Nasza Europa
Europa to stan ducha jej mieszkańców – kształtowany przemyślanym doświadczeniem historii, dorobkiem sztuki i nauki. Odpowiedzialność za jej kształt ponosimy wszyscy – pisze prof. Michał KLEIBER
.Unia to największy jednolity rynek na świecie, czwarta część światowego handlu i 2/3 globalnej pomocy krajom ubogim, to wspólnota oferująca swoim mieszkańcom olbrzymią liczbę praw, usług i możliwości. Jakość życia w krajach Unii jest najwyższa na świecie, co widać choćby po ofercie kulturalnej czy średniej długości życia. To magnes przyciągający innych – kraje aspirujące do akcesji i rzesze imigrantów. To gwarant – w zakresie niespotykanym nigdzie indziej – pokojowego współistnienia i wolności. A także solidarności, wyrażającej się niespotykanymi nigdzie indziej transferami finansowymi pomiędzy krajami członkowskimi. Transferami, które oczywiście służą w ostatecznym rozrachunku nie tylko biorcom pieniędzy, ale także dawcom, co zamiast krytykować należy uznać za normalność zapewniającą trwałość i siłę Unii.
Europa to stan ducha jej mieszkańców – kształtowany przemyślanym doświadczeniem historii, dorobkiem sztuki i nauki. Istotne jest stworzenie wspólnej narracji łączącej te dawne i te nie tak odległe ogniwa historii Europy z wizją wybiegającą w przyszłość. Wspieranie Unii Europejskiej jako organizacji odpowiedzialnej za przyszłość całej Europy to nasz moralny i polityczny obowiązek, który musimy podjąć wszyscy – nie tylko nasze instytucje, nie tylko politycy. Unia ma korzystać z historycznych inspiracji i odważnie zmierzać ku wyważonej, trwałej przyszłości, nie ustając w odnawianiu swej tożsamości.

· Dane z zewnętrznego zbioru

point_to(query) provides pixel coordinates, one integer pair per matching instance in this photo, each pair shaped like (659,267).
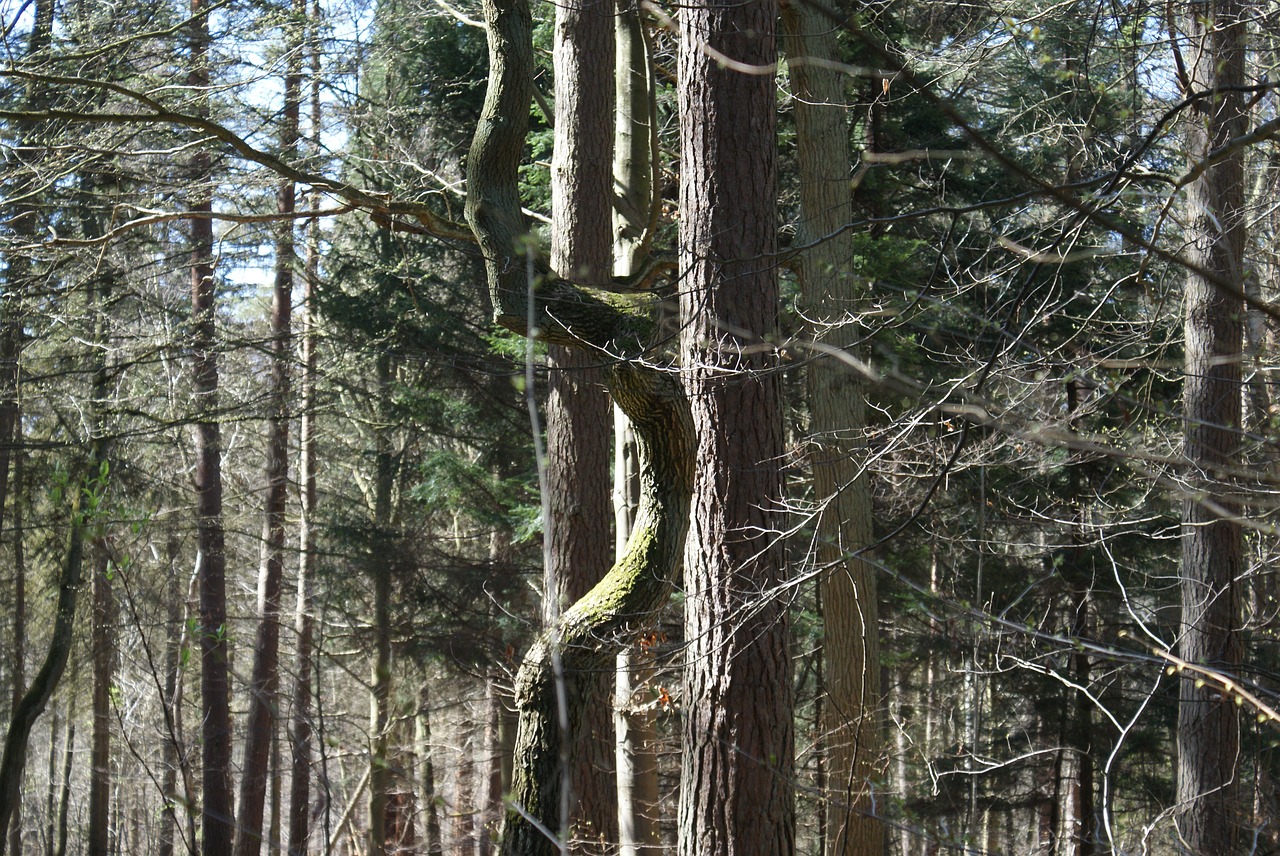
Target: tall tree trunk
(385,462)
(174,632)
(24,224)
(300,731)
(216,814)
(736,783)
(261,719)
(830,293)
(561,669)
(1208,723)
(579,416)
(50,673)
(426,772)
(635,159)
(51,795)
(19,621)
(104,662)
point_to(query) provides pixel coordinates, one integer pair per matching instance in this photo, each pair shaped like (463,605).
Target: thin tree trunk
(300,732)
(51,796)
(173,674)
(577,408)
(1208,722)
(218,824)
(830,293)
(19,621)
(50,673)
(379,703)
(634,164)
(260,722)
(104,662)
(736,784)
(426,774)
(65,796)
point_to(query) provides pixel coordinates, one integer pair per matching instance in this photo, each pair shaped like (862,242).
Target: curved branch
(590,632)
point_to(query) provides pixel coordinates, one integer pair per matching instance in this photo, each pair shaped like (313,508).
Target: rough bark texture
(218,824)
(380,695)
(736,793)
(830,292)
(579,415)
(634,165)
(260,722)
(589,634)
(104,659)
(300,729)
(1208,728)
(45,681)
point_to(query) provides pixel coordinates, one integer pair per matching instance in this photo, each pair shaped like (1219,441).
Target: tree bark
(830,292)
(300,731)
(264,687)
(1208,736)
(635,160)
(104,662)
(65,792)
(19,619)
(216,813)
(736,792)
(46,680)
(579,416)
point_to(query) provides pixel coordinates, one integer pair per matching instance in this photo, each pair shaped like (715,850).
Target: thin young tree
(1208,721)
(579,413)
(216,809)
(736,786)
(264,687)
(836,397)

Pamiętajmy – Europa to stan ducha zakorzeniony we wspólnych wartościach, takich jak pokój, wolność, demokracja, walka z wykluczeniem społecznym. Ich przestrzeganie wymaga od nas stałej czujności i ciągłego potwierdzania naszej wiary w ich znaczenie, gdyż są fundamentem naszej siły. Jednocześnie Europie nigdy nie wolno zapominać, że jej bogactwo i rozwój okupione bywały podbojem i kolonizacją; straszną cenę zapłacili mieszkańcy innych kontynentów. W Polsce dobrze pamiętamy, że historia Europy znaczona jest nie tylko chwalebnymi, ale także tragicznymi doświadczeniami.
Świadomość europejska osiągnęła obecny poziom całkiem niedawno – po głębokim szoku dwudziestowiecznej hekatomby, w której ów duch Europy wykrwawiał się na polach bitewnych, gnił w okopach, by w końcu przejść przez piekło obozów koncentracyjnych i reżimów totalitarnych. Na szczęście po zakończeniu II wojny światowej zaczął wyłaniać się ideał Europy zjednoczonej zasadą wzajemnego poszanowania, a rok 1989 stał się zaczątkiem zupełnie nowej ery w dziejach Europy, przywracającej demokrację w jej zasadniczej części, stopniowo wprowadzając w niej wolny rynek, swobodę poruszania się ludzi oraz wymiany (ciągle niestety z ograniczeniami) towarów i usług. Transformacja Europy podzielonej na dwa wrogie obozy w wielobiegunową przestrzeń różnorodności oznaczała nadejście nowej ery – wielowymiarowej sieci połączeń i interakcji między ludźmi i krajami. Dzisiaj stoimy przed koniecznością dopełnienia tego systemu przez silny nadzór obywatelski, oparty na zasadach dwóch nierozłącznych paradygmatów: demokracji uczestniczącej i zrównoważonego rozwoju. Europa w trosce o poprawę dalekosiężnego dobrostanu obywateli jest predestynowana, by stać się aktywną siłą wytyczającą i realizującą program budowy trwałego rozwoju planety, aktywnie uczestniczącą w tworzeniu niezbędnych do tego nowych rozwiązań.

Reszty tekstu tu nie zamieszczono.